Он пытается вырваться из плена своих чувств. Гувернер советует ему заняться философией, однако здесь он обнаруживает понятия, связанные между собой таким образом, что они никак не укладываются у него в голове. Он же хотел сохранить чувство тайны и необъяснимости бытия. Религия и поэзия в большей мере отвечали этому стремлению, а философия с ее навязчивыми объяснениями ему скоро наскучила. Впрочем, он принял этот вызов, стараясь доказать, что «в состоянии вникать»[47] в философские учения. В его нынешнем положении такие занятия были весьма полезны.
История с Гретхен вывела Гёте из равновесия, и ему пришлось расстаться с полудетской наивной верой в себя. В этих болезненных переживаниях он вдруг стал обращать внимание на мнение других людей. Отныне он всегда смотрел на себя не только изнутри, но и со стороны. Прежде он бродил «в людской толпе, не страшась никаких наблюдателей и критиканов», теперь же его терзала «ипохондрическая мнительность», «будто все взоры устремлены на меня для того, чтобы меня запомнить, испытать и осудить»[48].
К этой теме утраты непосредственности и гнетущего ощущения того, что и ты сам, и другие непрерывно следят за тобой, относится еще одно характерное происшествие, о котором нет ни слова в «Поэзии и правде», но сохранились упоминания в письмах.
Гёте, которому на тот момент не было еще и пятнадцати лет, пишет письмо председателю Аркадийского союза добродетели – своеобразного тайного общества для молодых людей благородного происхождения. Гёте просит принять его в союз. Это письмо, адресованное семнадцатилетнему Людвигу Изенбургу фон Бури, – первое из дошедших до нас писем Гёте. В нем он признается в своих грехах и пороках. Ему известно: проверка собственной добродетельности – часть ритуала. Он называет три своих недостатка. Во-первых, это его «холерический темперамент» – он вспыльчив, но не злопамятен; во-вторых, он любит повелевать, «но там, где мои распоряжения неуместны, я умею себя сдерживать»; в-третьих, это его нескромность: он и с незнакомыми людьми говорит так, словно знает их уже «сто лет»[49].
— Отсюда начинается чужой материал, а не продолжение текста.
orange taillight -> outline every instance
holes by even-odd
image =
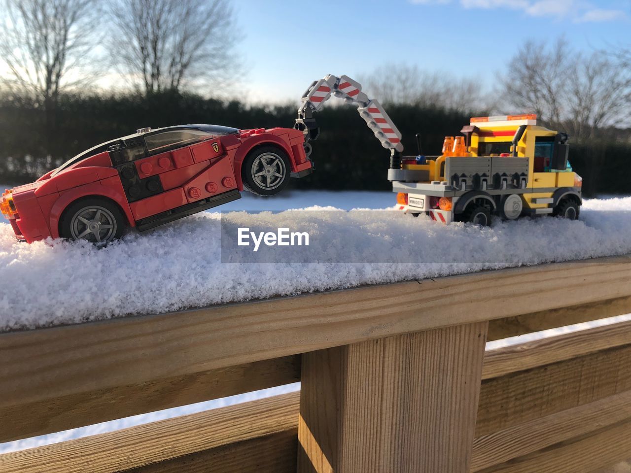
[[[454,137],[453,136],[445,136],[445,141],[442,142],[442,151],[441,154],[443,156],[453,156],[454,155]]]
[[[399,192],[396,195],[396,203],[402,206],[408,205],[408,194],[405,192]]]
[[[13,197],[11,195],[12,192],[7,190],[2,195],[2,201],[0,201],[0,211],[7,218],[11,218],[18,214],[15,204],[13,203]]]
[[[451,197],[440,197],[438,206],[440,210],[451,210]]]

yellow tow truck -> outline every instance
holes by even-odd
[[[446,137],[440,156],[397,156],[388,180],[401,210],[448,224],[492,216],[579,217],[582,179],[568,162],[567,135],[533,114],[478,117]]]

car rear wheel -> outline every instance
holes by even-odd
[[[106,245],[121,238],[127,226],[118,206],[107,199],[83,199],[71,204],[64,213],[59,234],[69,240],[87,240]]]
[[[274,196],[289,182],[287,154],[275,146],[261,146],[248,153],[241,167],[245,188],[259,196]]]

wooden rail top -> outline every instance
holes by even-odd
[[[0,334],[0,441],[302,382],[0,470],[587,473],[631,452],[631,322],[485,341],[627,313],[631,255]]]
[[[630,281],[626,255],[8,332],[0,406],[624,298]]]

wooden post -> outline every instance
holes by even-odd
[[[468,473],[487,328],[304,354],[298,473]]]

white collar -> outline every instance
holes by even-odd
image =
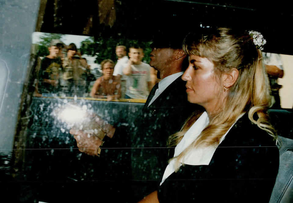
[[[226,135],[237,121],[244,115],[244,113],[243,113],[240,115],[235,123],[222,136],[220,140],[219,144],[224,140]],[[208,114],[205,111],[185,133],[182,140],[176,146],[175,148],[174,157],[179,155],[184,150],[188,147],[200,134],[208,124],[209,122]],[[217,146],[216,147],[197,147],[190,151],[185,156],[182,162],[186,164],[193,166],[208,165],[217,147]],[[176,159],[172,159],[167,166],[160,185],[163,183],[167,178],[175,172],[174,164]],[[182,164],[181,165],[182,165]]]
[[[166,88],[168,87],[168,86],[170,85],[175,80],[182,75],[184,73],[184,72],[179,72],[172,74],[164,78],[159,82],[158,89],[156,91],[154,95],[152,98],[150,102],[149,103],[148,107],[149,106],[155,101],[156,99],[160,96],[160,95],[166,89]]]

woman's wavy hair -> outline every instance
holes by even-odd
[[[266,131],[274,138],[277,134],[269,122],[266,109],[269,106],[269,80],[262,62],[262,53],[248,32],[219,28],[199,34],[191,33],[183,43],[184,52],[189,55],[206,58],[214,65],[214,72],[219,79],[221,74],[237,68],[239,75],[229,89],[228,96],[220,110],[209,118],[209,123],[197,139],[177,157],[177,171],[184,158],[195,147],[217,146],[220,139],[244,113],[254,123]],[[220,81],[220,80],[219,80]],[[223,88],[223,91],[224,89]],[[181,131],[171,136],[168,145],[175,146],[202,113],[194,112],[186,122]]]

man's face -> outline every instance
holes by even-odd
[[[120,47],[116,49],[116,55],[118,59],[121,59],[124,56],[126,56],[126,51],[123,48]]]
[[[71,59],[74,56],[76,53],[76,51],[75,50],[68,50],[67,52],[67,57],[69,59]]]
[[[150,65],[160,71],[171,65],[175,59],[175,50],[171,48],[154,48],[150,53]]]
[[[60,51],[60,48],[55,46],[51,46],[48,48],[48,49],[50,52],[50,55],[54,58],[56,58],[58,56]]]
[[[109,77],[112,76],[114,72],[114,67],[111,63],[107,62],[104,64],[102,71],[104,76]]]
[[[137,63],[141,61],[144,55],[142,49],[131,48],[128,53],[129,57],[134,63]]]

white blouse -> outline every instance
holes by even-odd
[[[237,120],[244,114],[242,114]],[[176,146],[174,156],[178,156],[184,149],[188,147],[208,126],[209,122],[208,114],[206,112],[204,112],[185,133],[182,139]],[[223,141],[226,135],[235,124],[234,123],[222,137],[220,140],[219,144]],[[184,159],[181,162],[182,163],[194,166],[208,165],[216,148],[217,147],[214,146],[194,148],[185,156]],[[163,183],[169,176],[175,172],[174,164],[176,159],[172,159],[167,166],[160,185]],[[182,165],[182,163],[181,165]]]

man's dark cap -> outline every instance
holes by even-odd
[[[171,48],[182,49],[185,35],[179,34],[161,35],[155,37],[150,44],[150,48]]]

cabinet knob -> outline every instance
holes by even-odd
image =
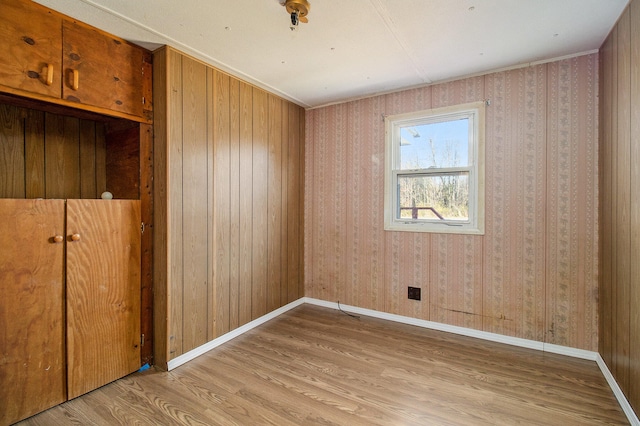
[[[45,75],[44,82],[46,85],[51,86],[53,84],[53,64],[47,64],[42,68],[42,73]]]
[[[73,90],[78,90],[80,87],[80,72],[78,70],[71,71],[71,88]]]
Ему было отказано в просьбе: участники союза не захотели принимать в свои ряды этого молодого господина, столь самоуверенно напрашивающегося в товарищи. До нас дошло несколько их писем, написанных по этому поводу. «Упаси Вас бог заводить с ним дружбу»[50], – пишет один. Другой: «Я узнал, что он предается распутству и многим другим порокам, о которых я предпочел бы не говорить»[51]. Еще один замечает: «…к тому же он человек неглубокий, а скорее болтун»[52].
Союз добродетели привлекал пятнадцатилетнего Гёте потому, что его тянуло к старшим и, как ему казалось, более зрелым товарищам. Он ощущал свое превосходство над сверстниками, и их общество быстро ему надоедало. Во Франкфурте у него было несколько друзей: Людвиг Моорс – сын судебного заседателя и бургомистра; Адам Горн – сын мелкого чиновника городской канцелярии; и Иоганн Якоб Ризе – также из хорошей семьи. Эти трое часто собирались вместе, устраивали вылазки на природу, читали вслух, говорили и спорили. Гёте в этой компании был бесспорным лидером. «Мы всегда оставались лакеями»[53], – вспоминал впоследствии Моорс, а Горн, последовавший за своим другом в Лейпциг, писал оттуда в письме Моорсу, что и здесь на Гёте нет управы: «На чью бы сторону он ни встал, всегда побеждает, – ты же знаешь, какой вес он умеет придать даже самым иллюзорным основаниям»[54].
Нетрудно заметить, что молодой Гёте вызывал не только восхищение, но и неприязнь. И легко себе представить, что далеко не все любили этого юношу, которому мать каждое утро должна была приготовлять три комплекта одежды: один для дома, один для повседневных выходов и визитов и еще один – парадный, включавший в себя сеточку для парика, шелковые чулки и изящную шпагу.
Среди друзей Гёте всегда оказывался в центре внимания. Обычно именно от него исходили идеи новых игр и развлечений. Впрочем, «игра в марьяж» была не его затеей: чтобы избежать спонтанного образования парочек и их поспешного обособления, решено было тянуть жребий и таким случайным образом определять пары на ближайшую неделю, чтобы этой полушутливой мерой сплотить всю компанию. Неудивительно, что любопытному и озорному Гёте эта затея пришлась по вкусу. Благодаря ей, после печальной истории с Гретхен он мог еще какое-то время упражняться в искусстве шутливого флирта и отодвинуть момент серьезных переживаний в любви и не только. Так он, по его словам, учился находить «поэтическую сторону в самых будничных предметах»[55].